Course Catalog
Winter Session at Saint Michael's College Course Catalog - 100% online and asynchronous, running December 18th, 2023 - January 12th, 2024
Art & Design
AR 214 Digital Animation and Motion Graphics – Professor Gordon Glover
Digital Animation & Motion Graphics moves students with little or no knowledge of digital image creation and manipulation through the steps necessary to create animation, motion graphics, and video composites useful in web, television, gallery, mobile, and cinematic applications.
For Saint Michael’s College students:
CORE: Literature & The Arts
Business Administration
BU 214 Management – Professor Karen Popovich
This survey course covers the basic principles and management fundamentals of planning, organizing, leading, and controlling. Topics covered include leadership, group dynamics, team management, motivation, and communication skills.

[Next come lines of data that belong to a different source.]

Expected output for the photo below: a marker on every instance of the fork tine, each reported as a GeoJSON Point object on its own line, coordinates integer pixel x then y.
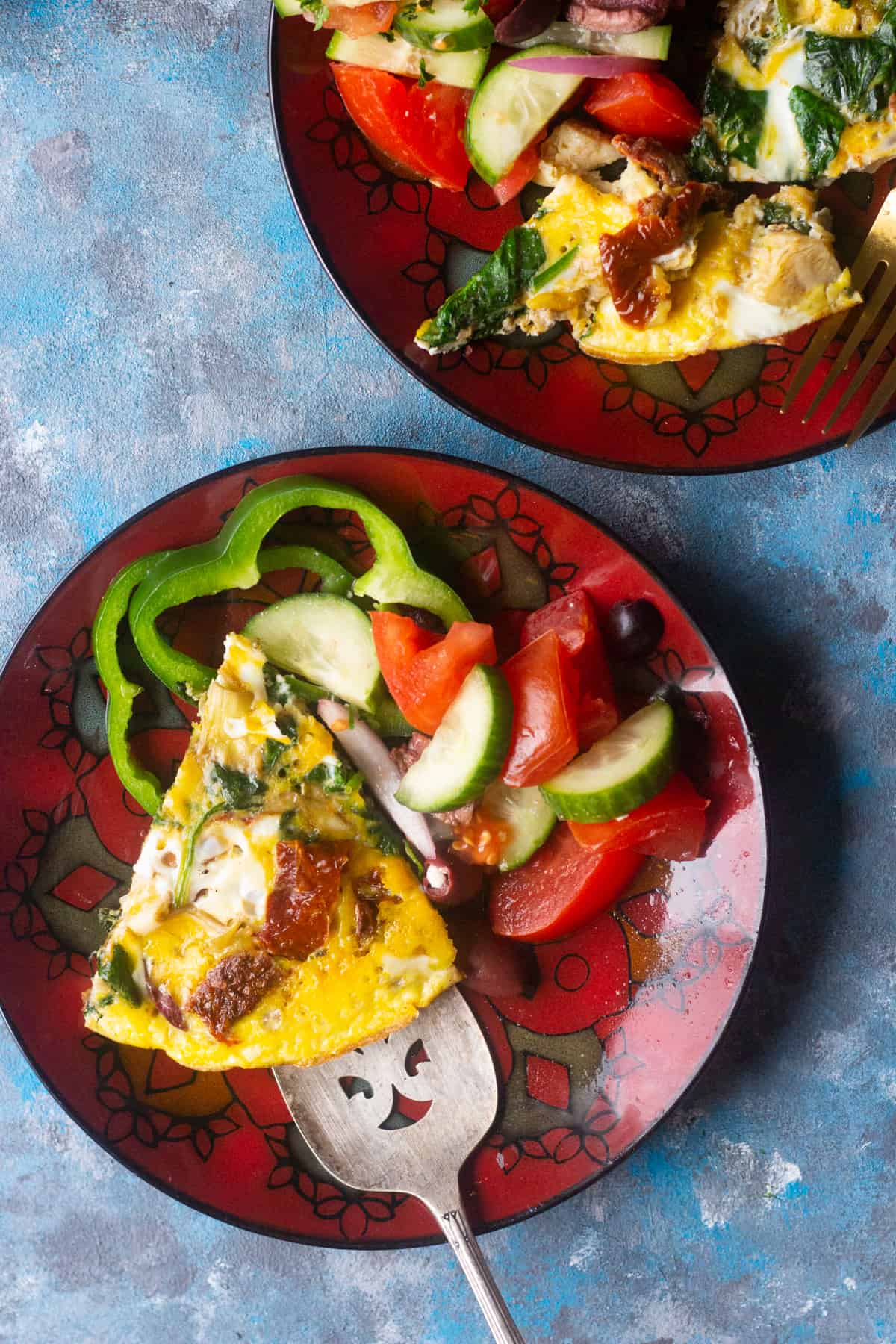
{"type": "Point", "coordinates": [817, 347]}
{"type": "Point", "coordinates": [864, 324]}
{"type": "Point", "coordinates": [862, 270]}
{"type": "Point", "coordinates": [876, 349]}
{"type": "Point", "coordinates": [886, 389]}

Prerequisites: BU 103 or BU 113 or AC 141 or AC 143. Business majors and minors only.
Environmental Science
ES 107 Environmental Science – Professor David Heroux
This course is a science-based investigation of the Earth as a system, with application to understanding many issues in contemporary environmental policy. Science is an attempt to discover how nature works. Through careful observation, measurements, experimentation, and modeling, students will explore issues in contemporary environmental science. These include climate change, biodiversity, deforestation, ecosystem structure and function, population, biogeochemical cycling, energy, as well as investigations of environmental problems, their causes, and solutions.
For Saint Michael’s College students:
CORE: Scientific Inquiry
Philosophy & Ethics
PH 250 Logic: An Introduction – Professor Patrick Standen
PH-250 introduces students to the basic concepts of logic, the different kinds of inference structures or arguments, and the various techniques for identifying and evaluating inference structures or arguments, both informal and formal.

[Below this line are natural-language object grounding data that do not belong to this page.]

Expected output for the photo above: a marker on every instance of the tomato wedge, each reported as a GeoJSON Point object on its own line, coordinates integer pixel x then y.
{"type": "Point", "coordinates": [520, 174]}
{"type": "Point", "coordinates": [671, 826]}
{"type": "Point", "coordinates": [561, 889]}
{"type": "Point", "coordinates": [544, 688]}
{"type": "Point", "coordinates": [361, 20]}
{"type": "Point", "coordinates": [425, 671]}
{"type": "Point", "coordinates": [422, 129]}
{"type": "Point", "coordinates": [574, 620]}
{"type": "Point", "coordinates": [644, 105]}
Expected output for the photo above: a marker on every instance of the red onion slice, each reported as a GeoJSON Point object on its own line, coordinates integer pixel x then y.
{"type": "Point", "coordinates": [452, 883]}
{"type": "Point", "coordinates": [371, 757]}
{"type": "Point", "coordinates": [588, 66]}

For Saint Michael’s College students:
CORE: Quantitative Reasoning
Political Science
PO 180 Current Issues in World Politics – Professor Jeffrey Ayres
This course provides students with an introduction to controversies and debates in world politics, through both a theoretical and case study approach.
For Saint Michael’s College students:
LSC: Social and Institutional; CORE: History and Society
Psychology
PS 110 Lifespan Development – Professor Melissa VanderKaay Tomasulo
Students will gain understanding of the development of human individuals through physical, cognitive, and socioemotional components from conception to death. Theoretical and experimental approaches will be examined, and emphasis will be placed on applying these principles to relationships and situations across one’s lifespan. The nature-nurture debate will also be addressed.

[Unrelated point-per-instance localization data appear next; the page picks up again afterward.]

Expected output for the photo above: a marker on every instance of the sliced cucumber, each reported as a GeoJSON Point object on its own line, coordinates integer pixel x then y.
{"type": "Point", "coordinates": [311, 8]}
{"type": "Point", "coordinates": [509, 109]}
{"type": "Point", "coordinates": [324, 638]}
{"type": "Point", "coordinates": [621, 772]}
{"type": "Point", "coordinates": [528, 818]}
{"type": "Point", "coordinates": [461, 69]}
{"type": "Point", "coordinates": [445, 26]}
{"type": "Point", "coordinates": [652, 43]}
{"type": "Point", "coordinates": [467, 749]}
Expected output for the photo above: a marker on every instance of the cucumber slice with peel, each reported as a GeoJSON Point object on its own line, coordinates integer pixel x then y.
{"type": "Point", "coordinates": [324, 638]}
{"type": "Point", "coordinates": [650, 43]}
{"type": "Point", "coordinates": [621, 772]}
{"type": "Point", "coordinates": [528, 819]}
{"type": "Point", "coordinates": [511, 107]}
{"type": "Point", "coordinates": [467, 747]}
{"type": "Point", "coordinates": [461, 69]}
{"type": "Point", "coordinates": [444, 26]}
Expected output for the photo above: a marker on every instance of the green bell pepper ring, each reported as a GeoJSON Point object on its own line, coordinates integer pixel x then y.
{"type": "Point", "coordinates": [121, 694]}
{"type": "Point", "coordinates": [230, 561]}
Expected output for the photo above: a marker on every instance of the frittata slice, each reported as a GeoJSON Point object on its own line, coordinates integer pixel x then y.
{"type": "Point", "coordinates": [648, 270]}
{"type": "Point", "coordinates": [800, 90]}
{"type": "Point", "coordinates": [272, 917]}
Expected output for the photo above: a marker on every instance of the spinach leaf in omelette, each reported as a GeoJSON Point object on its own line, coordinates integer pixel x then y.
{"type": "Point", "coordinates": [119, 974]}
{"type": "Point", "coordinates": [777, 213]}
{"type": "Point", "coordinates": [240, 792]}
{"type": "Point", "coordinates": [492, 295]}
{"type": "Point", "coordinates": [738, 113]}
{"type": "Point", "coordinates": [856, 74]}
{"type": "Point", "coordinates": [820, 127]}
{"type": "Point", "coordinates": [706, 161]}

PS 256 Abnormal Psychology – Professor Sarah Hastings
This course explores historical and contemporary ways of conceptualizing the origins, characteristics, and treatments of psychological/emotional difficulties and problems in living. Problems and disorders to be examined range from minor adjustment problems and common disorders such as depression to more rare, major mental illnesses such as schizophrenia. Through an in-depth examination of a variety of viewpoints on “abnormal” behavior, students are invited to think critically about their own and our society’s conception of “mental illness.”
Prerequisites/Restrictions: PS-101 or SO-101; Psychology/Criminology Majors and Minors & Public Health Majors Only
Sociology & Anthropology
SO 107 Social Problems – Professor Inaash Islam
This course is focused on contemporary social problems, particularly on how issues come to be “public” issues and eventually defined as problems in need of resolution. Often taught from the “constructionist” perspective, the problems that receive the greatest attention range from year to year and professor to professor. Common problems include, poverty, stratification, prejudice and discrimination, drug and alcohol abuse, gangs, violence, hunger, economic development and many other topics. As with Introduction to Sociology, this course focuses on the basic institutions of society.